Gene Ther. 1999;6:338–349.
In their previous preclinical and clinical studies with HSV-tk + GCV gene therapy for prostate cancer, the group from Baylor (as well as others) observed a type-1 T-helper-mediated antitumor immune response. Indeed, multiple patients in the authors’ phase I human clinical trial exhibited a transient but significant T-cell activation. Hoping to boost this antitumor immune response directly through enhancing the immunogenicity of the tumors by an ADV that coexpresses the immunomodulatory cytokine interleukin-12 (IL-12), they evaluated the efficacy of direct immune modulation with an ADV expressing human cytomegalovirus promoter-driven recombinant murine IL-12 (AdmIL-12).
In vitro infection of RM-9 cells (a poorly immunogenic cell line derived from the mouse prostate reconstitution system) at increasing multiplicity of infections (MOIs) (from 0 to 200) generated a time- and dose-dependent production of AdmIL-12, without any significant direct cytotoxicity. Escalating viral doses (5 × 107 to 3 × 108 pfu) of AdmIL-12 were then directly injected into orthotopically established prostate tumors. Significant growth suppression (more than 50% reduction of tumor weight, all P < .05) on day 14 after vector injection as well as increased mean survival time (28.9 ± 1.2 days versus 23.4 ± 0.8 days, P < .0001) were observed in the AdmIL-12 group as compared with controls. Toxicity was limited to dose-related splenomegaly as well as ascites in some of the mice treated with the highest viral dose (3 × 108 pfu). Histologic examination and cytokeratin staining of the regional lymph nodes revealed a reduction in the number of spontaneous metastases of AdmIL-12-treated animals as compared with control animals. Suppression of preestablished lung metastases was not statistically significant (P = .056) in a low-metastasis protocol but was highly significant (P = .017) in a high-metastasis protocol (which differed from the low-metastasis protocol by an increased number of preestablished lung metastases). Serum IL-12 levels peaked at day 1 and decreased thereafter, until becoming undetectable on day 14 after vector injection. Cytolytic natural killer (NK) cell activity was increased within splenocytes shortly after virus injection. In addition, the intratumoral infiltration of CD4+ and CD8+ T cells, as well as nitric oxide synthase-positive macrophages, was increased in AdmIL-12-treated animals. Systemic blockage of NK cells with anti-asialo-GM1 serum led to significantly increased numbers of lung metastases in AdmIL-12-treated tumors (P = .014) but did not affect local tumor growth, demonstrating that some—but not all—of the AdmIL-12 activity is mediated by NK cells.
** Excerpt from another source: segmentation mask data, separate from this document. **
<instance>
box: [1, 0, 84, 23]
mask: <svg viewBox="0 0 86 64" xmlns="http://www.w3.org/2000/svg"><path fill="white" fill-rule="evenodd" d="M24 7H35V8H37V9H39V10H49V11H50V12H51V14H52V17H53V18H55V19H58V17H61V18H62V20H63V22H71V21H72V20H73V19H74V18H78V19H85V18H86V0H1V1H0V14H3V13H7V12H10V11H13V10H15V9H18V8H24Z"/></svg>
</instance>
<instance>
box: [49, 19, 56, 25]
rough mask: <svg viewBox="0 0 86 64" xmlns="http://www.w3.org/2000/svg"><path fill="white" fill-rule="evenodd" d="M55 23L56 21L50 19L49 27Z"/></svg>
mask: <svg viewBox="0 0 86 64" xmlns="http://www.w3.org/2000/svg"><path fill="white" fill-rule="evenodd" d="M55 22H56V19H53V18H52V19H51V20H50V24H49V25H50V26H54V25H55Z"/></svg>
In their comprehensive study, the investigators not only examined the efficacy and toxicity of IL-12 gene therapy in an orthotopic mouse prostate cancer model but also investigated the mechanism of action of IL-12 in prostate cancer. They demonstrated that AdmIL-12 has systemic antimetastatic activity that suppresses the development of distant metastases, mainly through NK cells and a non-NK component. This study has set the stage for future, 2-pronged combination therapy with HSV-tk + GCV.